Gatito

© ILLUSTRATION: GUILLAUME BOUZARD

Chaque semaine, un dessinateur et un écrivain nous proposent une carte blanche sur le thème du coronavirus.

Gatito crève de faim. Il hésite à laper l’eau rouge du bain où vient de se suicider sa maîtresse. Il se dit que ça ne serait pas très sympa. Elle, qui crevait de faim aussi, s’est abstenue de le manger. Elle aurait très bien pu le rôtir au four… Un lapin ou un chat, c’est kif-kif, non? Ça se dépiaute pareil, oui? Donc, top sympa, la nana.

« Moi, Gatito, j’ai beau scruter l’horizon, il n’y a plus d’êtres humains aux alentours. Ils ont disparu un à un, c’est le silence total. Je vois mes congénères à leurs fenêtres poussant des miaulements que plus personne n’entend. Faut vous y faire, les gars, tout le monde est mort, personne ne viendra vous ouvrir la porte. Certains chats sont parvenus à sauter de leur balcon mais se sont écrasés en omelette poilue sur le tarmac. D’autres ont bien rejoint la rue et commencent à s’amasser en bandes. C’est un moment historique. On va vers du neuf. La révolution-chat est en marche. Miaouw. »

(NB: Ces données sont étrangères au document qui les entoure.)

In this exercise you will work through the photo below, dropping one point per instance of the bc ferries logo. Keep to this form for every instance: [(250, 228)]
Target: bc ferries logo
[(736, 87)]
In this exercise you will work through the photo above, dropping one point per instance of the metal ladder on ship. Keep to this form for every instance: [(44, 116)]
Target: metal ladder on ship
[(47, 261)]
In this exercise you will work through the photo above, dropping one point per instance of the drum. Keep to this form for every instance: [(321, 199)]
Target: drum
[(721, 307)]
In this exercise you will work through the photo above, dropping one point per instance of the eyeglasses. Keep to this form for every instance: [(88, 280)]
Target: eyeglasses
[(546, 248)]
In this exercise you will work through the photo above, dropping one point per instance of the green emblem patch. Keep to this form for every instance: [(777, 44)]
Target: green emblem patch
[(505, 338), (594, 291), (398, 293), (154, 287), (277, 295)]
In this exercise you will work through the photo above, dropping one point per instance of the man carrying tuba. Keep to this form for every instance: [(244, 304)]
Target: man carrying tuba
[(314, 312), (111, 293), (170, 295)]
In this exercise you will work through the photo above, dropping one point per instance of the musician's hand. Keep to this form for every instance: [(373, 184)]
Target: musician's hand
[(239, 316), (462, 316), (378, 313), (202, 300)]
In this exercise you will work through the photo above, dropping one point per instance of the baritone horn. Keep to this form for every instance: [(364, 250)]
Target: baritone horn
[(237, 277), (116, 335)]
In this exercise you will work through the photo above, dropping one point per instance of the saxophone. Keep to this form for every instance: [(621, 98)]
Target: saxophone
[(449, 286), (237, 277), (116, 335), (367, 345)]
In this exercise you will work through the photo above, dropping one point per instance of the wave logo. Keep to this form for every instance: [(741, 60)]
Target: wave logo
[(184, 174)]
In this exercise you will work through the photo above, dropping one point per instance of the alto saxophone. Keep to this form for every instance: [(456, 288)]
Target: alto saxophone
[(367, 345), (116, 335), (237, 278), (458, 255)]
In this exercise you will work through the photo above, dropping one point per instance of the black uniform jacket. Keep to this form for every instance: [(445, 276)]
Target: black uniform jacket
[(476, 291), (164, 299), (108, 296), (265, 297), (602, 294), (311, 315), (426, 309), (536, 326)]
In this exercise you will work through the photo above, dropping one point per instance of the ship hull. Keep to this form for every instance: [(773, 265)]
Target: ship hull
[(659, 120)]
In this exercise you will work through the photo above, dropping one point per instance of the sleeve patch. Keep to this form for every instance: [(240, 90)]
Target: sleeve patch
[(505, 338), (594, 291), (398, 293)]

Mais Gatito, lui, ne peut pas atteindre son balcon. Il est encore trop obèse. Ou alors, c’est que la chatière a rétréci. Il doit maigrir. À force d’années à lézarder sur les genoux de sa maîtresse, à force d’avoir quémandé fromages et saucisses, le voilà gras, gras, gras et surgras. Non, mais là, c’est décidé. S’il veut rejoindre la révolution-chat, il doit se bouger les peaux. Regarde, il a beau serrer ses abdos, impossible de se faufiler dans cette chatière. Bon, il faut agir. Fondre, fondre, fondre. Sauter, sauter, sauter. Courir, courir, courir. Cet appartement va devenir un terrain d’entraînement digne d’un stade olympique. Et Gatito s’y met avec toute la hargne d’un chat middle age qui ne lâche rien. Grimper aux rideaux, sauter sur la canapé, courir dans le tambour de la machine à laver… Sa panse ballottant de gauche à droite comme des pis de vache gonflés de lait. Mais zut, maintenant, c’est que le voilà assoiffé. Il n’y a plus une goutte d’eau nulle part… Pas de robinet qui fuit. Zut. La baignoire? Non! Il n’en est pas question! Il ne peut pas boire le sang de sa maîtresse, ce n’est pas digne d’un gentleman. Bon, l’ignorer, cette soif, ne pas y penser, ne pas. Pffff. Mais c’est ardu! Pffff. C’est obsédant. Damned, il ne résiste pas. Il peut se passer de manger, mais sans boire, il va crever. Bon, quand faut y aller, faut y aller. Il pénètre dans la salle de bains. L’odeur est déjà pestilentielle. Il s’approche de la baignoire. On dirait un grand verre de grenadine avec une nana morte dedans. Brrrr, ses yeux sont restés ouverts! Ses longs cheveux noirs flottent comme de vilaines algues. Ouch!, et ce parfum de tartare de boeuf périmé! Mais peu importe, Gatito lape en évitant de croiser le regard de sa maîtresse. Et lape et lape. Et sang et sang. Ça va mieux, ça va mieux.

Gatito

« Voilà, je vais continuer à courir et je finirai bien par me faufiler dans cette foutue chatière », se dit Gatito. Ce qu’il fait. Et il sent bien que sa graisse superflue est en train de brûler. Parfois, il prend une pause et, par la fenêtre, regarde la révolution prenant de l’ampleur. Des milliers de pattes de matous foulent le macadam. Ça s’organise. On voit des tas de gueules ramenant des cadavres d’oiseaux au pied d’un podium. Un mec chat rugit dans un micro annonçant la fin de l’anthropocène et le début du règne chat… Ces visions donnent de l’espoir à Gatito, il reprend sa discipline d’athlète olympique. Trente tours de l’appart, soixante, cent, mille… Gatito s’effondre, puis part se ressourcer à l’eau écarlate du bain. Les grands yeux de sa maîtresse virent chaque jour de couleur et le terrifient de plus en plus.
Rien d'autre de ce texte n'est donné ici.